Hongnian Zhang is a Chinese American oil painter who works in the Western academic tradition. Works by this gifted artist have been exhibited and acquired by museums, galleries, corporations and private collectors across the globe.
Growing up in China, Mr. Zhang became accomplished in art at a young age. He was one of the top students at the highly selective and prestigious Central Art Academy’s Affiliated High School in Beijing. The instruction there was rigorous, paving the road for his future success. Unfortunately, the Cultural Revolution broke out and temporarily forestalled his art career. In 1970, Zhang and his classmates were sent to a forced labor camp in the remote countryside. He labored there for 4 years and creating art was prohibited.
In 1974, Hongnian returned to Beijing and soon became a rising star. As the youngest artist ever to be appointed to the Beijing Art Academy, he created large-scale oil paintings that caught the public’s attention and heart. His innovative oils helped develop “Scar Art”, an important artistic movement in China that examined the painful memories of the Cultural Revolution. Two of his “Scar Art” paintings, No!, and We Were Young Then, were acquired by China’s National Art Museum for their permanent collection. In 1979 he was elected to the All China Artists Association. He was the youngest artist at that time to have achieved the honor. In 1984, his painting, Preparing For Winter, one of the first oil paintings depicting Tibetan life, won the Bronze Medal. It was also acquired by the National Art Museum for their permanent collection. At the same time, Hongnian was accepted to the extremely selective Central Art Academy’s Master Degree program.

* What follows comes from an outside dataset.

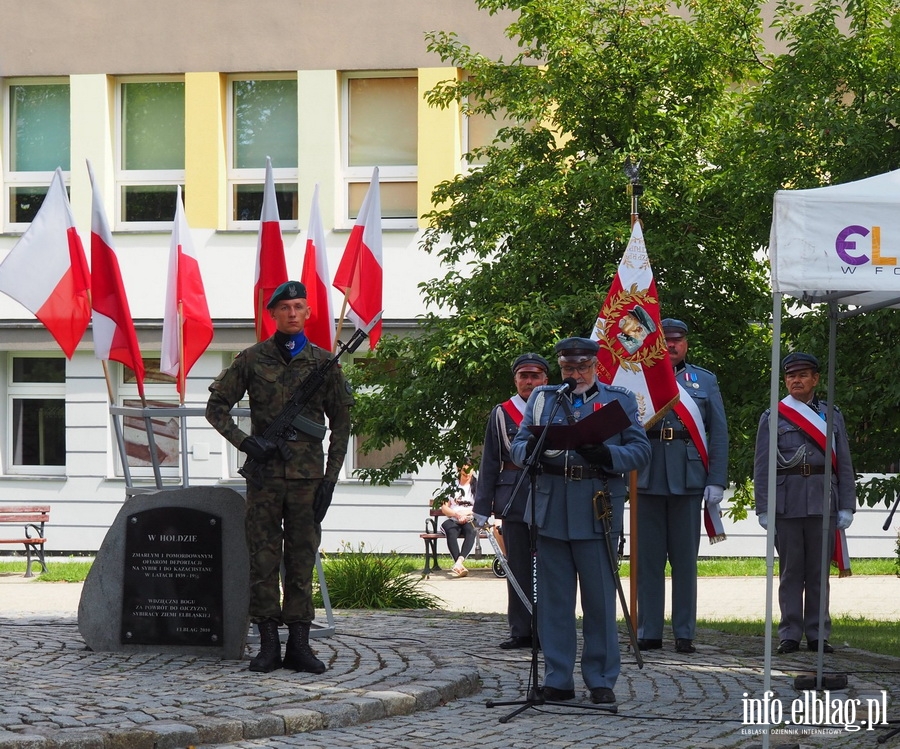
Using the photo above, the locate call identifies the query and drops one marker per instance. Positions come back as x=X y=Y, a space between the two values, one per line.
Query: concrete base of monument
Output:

The following year, Zhang came to the United States to broaden his knowledge of Western art. In 1986, he was one of the five artists in New York’s Grand Central Art Galleries show, Realism from China. This ground-breaking exhibit introduced Chinese oil painting and sculpture to the Western world. Art News and CBS were among the media groups acknowledging the show with interviews and favorable reviews. Hongnian continued exploring Tibetan pastoral themes with his 1988 solo show, also at Grand Central.
In 1991, Hongnian moved to Woodstock, New York and continued creating realistic works. He expanded his subject matter to include Chinese and American historical paintings, and eventually contemporary American life. Several of his large-scale epic paintings on Chinese history have been featured in National Geographic magazine. Four of these paintings were purchased by the National Geographic Society for their permanent collection. In 2000, Zhang and his wife, artist Lois Woolley, co-wrote The Yin Yang of Painting. This book explains his philosophy and methods of painting. In 2008, China’s Ren-Min Mei-Shu Publishing Company selected Zhang as one artist in their Living Masters monograph series on Chinese Contemporary Distinguished Oil Painters.
Hongnian Zhang has taught oil painting in America for many years, at both the graduate program of New York Academy and the Woodstock School of Art. Recently, Mr. Zhang accepted a position as Professor of Oil Painting at Fudan University’s Shanghai Institute of Visual Art. He is currently working with other Chinese artists to establish an Association for Epic and Historical Painting. He divides his time between China and the United States.